Bei der Einfahrt in die Müggelspree erinnert Michael Voigtländer an die Wäschereiunternehmerin Henriette Lustig, die 1835 in Köpenick die erste Wäscherei gründete. Das Wasser hatte hier eine um einige Grade geringere Härte als jenes aus den Wasserleitungen. Die umliegenden Wiesen boten sich zum Bleichen und Trocknen in der Sonne an. Das Geschäft florierte und Lustig bekam Nachahmer. Um 1900 soll es in Köpenick 4000 Lohnwäscherinnen und 87 Wäschereien gegeben haben. Vor allem Wäschereiunternehmer Julius Spindler machte ihr schließlich das Geschäft streitig.

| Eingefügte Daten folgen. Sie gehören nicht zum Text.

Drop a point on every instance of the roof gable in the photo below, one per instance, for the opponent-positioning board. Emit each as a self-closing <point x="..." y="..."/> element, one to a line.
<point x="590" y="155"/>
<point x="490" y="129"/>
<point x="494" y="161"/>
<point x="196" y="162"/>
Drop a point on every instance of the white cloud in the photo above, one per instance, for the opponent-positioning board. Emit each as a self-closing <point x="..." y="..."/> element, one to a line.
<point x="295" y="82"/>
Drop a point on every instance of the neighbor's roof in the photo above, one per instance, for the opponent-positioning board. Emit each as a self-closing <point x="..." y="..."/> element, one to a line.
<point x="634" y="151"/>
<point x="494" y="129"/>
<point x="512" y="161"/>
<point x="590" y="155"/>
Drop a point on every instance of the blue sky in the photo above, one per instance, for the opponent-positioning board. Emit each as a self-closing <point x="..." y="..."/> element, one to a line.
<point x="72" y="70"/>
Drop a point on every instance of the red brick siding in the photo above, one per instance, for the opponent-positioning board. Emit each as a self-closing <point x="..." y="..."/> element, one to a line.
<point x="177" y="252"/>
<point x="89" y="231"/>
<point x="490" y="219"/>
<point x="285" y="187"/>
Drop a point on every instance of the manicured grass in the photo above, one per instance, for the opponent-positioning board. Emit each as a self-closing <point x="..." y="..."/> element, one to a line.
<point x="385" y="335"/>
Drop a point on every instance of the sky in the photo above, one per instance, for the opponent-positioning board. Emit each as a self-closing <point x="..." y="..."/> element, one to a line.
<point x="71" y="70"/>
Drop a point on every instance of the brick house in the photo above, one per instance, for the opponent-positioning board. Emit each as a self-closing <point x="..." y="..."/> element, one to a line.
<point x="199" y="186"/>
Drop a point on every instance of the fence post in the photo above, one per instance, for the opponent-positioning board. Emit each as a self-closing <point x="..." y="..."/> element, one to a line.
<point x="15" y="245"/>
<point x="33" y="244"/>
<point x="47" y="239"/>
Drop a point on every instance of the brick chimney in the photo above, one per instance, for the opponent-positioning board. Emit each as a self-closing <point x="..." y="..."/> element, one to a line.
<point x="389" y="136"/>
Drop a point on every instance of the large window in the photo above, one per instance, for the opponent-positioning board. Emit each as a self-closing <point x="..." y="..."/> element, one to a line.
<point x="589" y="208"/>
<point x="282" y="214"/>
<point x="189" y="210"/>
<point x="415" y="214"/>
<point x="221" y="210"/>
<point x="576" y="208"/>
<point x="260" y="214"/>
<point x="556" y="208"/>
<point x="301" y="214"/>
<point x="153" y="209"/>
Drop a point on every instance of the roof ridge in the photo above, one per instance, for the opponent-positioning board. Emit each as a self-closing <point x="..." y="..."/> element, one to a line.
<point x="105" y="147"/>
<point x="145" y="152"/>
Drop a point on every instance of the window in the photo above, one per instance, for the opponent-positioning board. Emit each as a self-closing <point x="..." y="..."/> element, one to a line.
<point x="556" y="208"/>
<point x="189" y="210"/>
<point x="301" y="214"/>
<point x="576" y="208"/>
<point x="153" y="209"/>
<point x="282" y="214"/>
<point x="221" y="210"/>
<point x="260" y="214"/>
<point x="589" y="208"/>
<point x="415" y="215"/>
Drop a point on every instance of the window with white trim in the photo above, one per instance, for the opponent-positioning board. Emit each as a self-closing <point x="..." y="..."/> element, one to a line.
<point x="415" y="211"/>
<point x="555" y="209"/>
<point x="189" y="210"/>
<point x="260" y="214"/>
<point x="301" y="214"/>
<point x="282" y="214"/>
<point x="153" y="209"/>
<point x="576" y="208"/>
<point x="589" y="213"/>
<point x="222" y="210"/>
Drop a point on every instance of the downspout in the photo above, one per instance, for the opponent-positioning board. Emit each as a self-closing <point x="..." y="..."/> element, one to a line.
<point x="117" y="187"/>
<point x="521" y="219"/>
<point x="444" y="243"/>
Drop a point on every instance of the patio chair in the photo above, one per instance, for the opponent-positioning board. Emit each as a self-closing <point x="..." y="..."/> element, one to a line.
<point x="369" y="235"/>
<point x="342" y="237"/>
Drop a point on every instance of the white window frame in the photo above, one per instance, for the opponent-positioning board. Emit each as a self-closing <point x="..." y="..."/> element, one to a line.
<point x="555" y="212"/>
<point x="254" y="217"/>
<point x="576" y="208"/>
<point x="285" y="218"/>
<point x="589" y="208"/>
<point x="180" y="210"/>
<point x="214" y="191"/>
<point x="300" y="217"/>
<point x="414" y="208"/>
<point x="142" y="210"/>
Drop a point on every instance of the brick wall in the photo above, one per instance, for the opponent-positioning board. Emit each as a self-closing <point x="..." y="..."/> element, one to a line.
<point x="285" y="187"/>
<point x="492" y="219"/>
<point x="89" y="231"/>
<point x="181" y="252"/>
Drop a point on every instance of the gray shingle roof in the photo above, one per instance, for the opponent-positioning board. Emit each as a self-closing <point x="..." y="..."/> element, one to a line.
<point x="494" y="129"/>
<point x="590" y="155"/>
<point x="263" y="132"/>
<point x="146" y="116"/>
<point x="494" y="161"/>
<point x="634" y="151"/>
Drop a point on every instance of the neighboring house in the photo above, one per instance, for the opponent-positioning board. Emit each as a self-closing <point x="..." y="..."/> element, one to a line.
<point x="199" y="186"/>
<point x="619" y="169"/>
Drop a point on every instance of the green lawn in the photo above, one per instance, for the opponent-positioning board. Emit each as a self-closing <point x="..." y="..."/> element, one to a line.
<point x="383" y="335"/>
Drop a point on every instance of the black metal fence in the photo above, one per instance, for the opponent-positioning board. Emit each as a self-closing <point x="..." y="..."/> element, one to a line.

Entlang der Müggelspree kann man vom Deck des Schiffes aus wunderbar in die Gärten der prunkvollen Villen am Ufer luken. Dass die Gegend ein Anziehungspunkt für wohlbetuchte Berlinfreunde aus aller Welt ist, wird deutlich, wenn Voigländer berichtet, dass der Musiker und Fotograf Brian Adams hier eine Halle gekauft habe und dass der chinesische Künstler Ai Weiwei beabsichtigte, ein Anwesen zu kaufen, bevor er in China 2011 verhaftet wurde. »Dit is alles totes Kapital«, sagt hingegen ein Herr mit kariertem Schal, als er auf die gut vertäuten Motorboote am Ufer blickt.

Bei auffrischendem Gegenwind dreht die FMS Köpenick, als sie den Müggelsee erreicht, auf 150° Süd-Südost ein. Am Hotel und Freizeitgelände Rübezahl ist die Tour zu Ende.